Note that we now have an fcmp instruction with a fast flag. As a consequence, llvm-pretty-bc-parser fails to parse it:

λ> parseBitCodeFromFile "test.bc"
Left (Error {errContext = ["FUNC_CODE_INST_CMP2","@main","FUNCTION_BLOCK","FUNCTION_BLOCK_ID","value symbol table","MODULE_BLOCK","Bitstream"], errMessage = "parseField: unable to parse record field 3 of record Record {recordCode = 28, recordFields = [FieldLiteral (BitString {bsLength = 5, bsData = 1}),FieldLiteral (BitString {bsLength = 5, bsData = 7}),FieldLiteral (BitString {bsLength = 5, bsData = 14}),FieldLiteral (BitString {bsLength = 10, bsData = 254})]}"})
RyanGlScott commented 3 years ago

To add a wrinkle in all of this, the example in https://github.com/GaloisInc/llvm-pretty-bc-parser/issues/158#issuecomment-910958621 demonstrates a situation where an fcmp instruction in an .ll file seemingly lacks fast-math flags, but the corresponding .bc file does have fast-math flags. This can be verified by running llvm-bcanalyzer-10 test.bc -dump, which shows an INST_CMP2 with four operands (one for the comparison type, two for the argument values, and one for the fast-math flags) instead of the usual three:

<INST_CMP2 op0=4294967292 op1=0 op2=8 op3=14/>

I'm not quite sure why this happens, but either way, the culprit is the presence of fast-math flags in the .bc file.

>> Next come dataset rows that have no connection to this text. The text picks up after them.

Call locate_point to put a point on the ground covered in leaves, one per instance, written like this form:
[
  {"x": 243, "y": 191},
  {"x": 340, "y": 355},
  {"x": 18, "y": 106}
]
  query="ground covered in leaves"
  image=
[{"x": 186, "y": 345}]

Ptival commented 3 years ago

I'm seeing the following with the current master:

  %149 = fcmp ogt float %145, %148, !dbg !DILocation(line: 62, column: 12, scope: !256754, inlinedAt: !256755)

Does this mean the problem is fixed?

RyanGlScott commented 3 years ago

I believe it is fixed, but I never figured out how to test against PX4_Autopilot, so I left this issue open as a reminder to do so—see https://github.com/GaloisInc/llvm-pretty-bc-parser/pull/161#issuecomment-920886753. (Is the code you're testing from PX4_Autopilot?)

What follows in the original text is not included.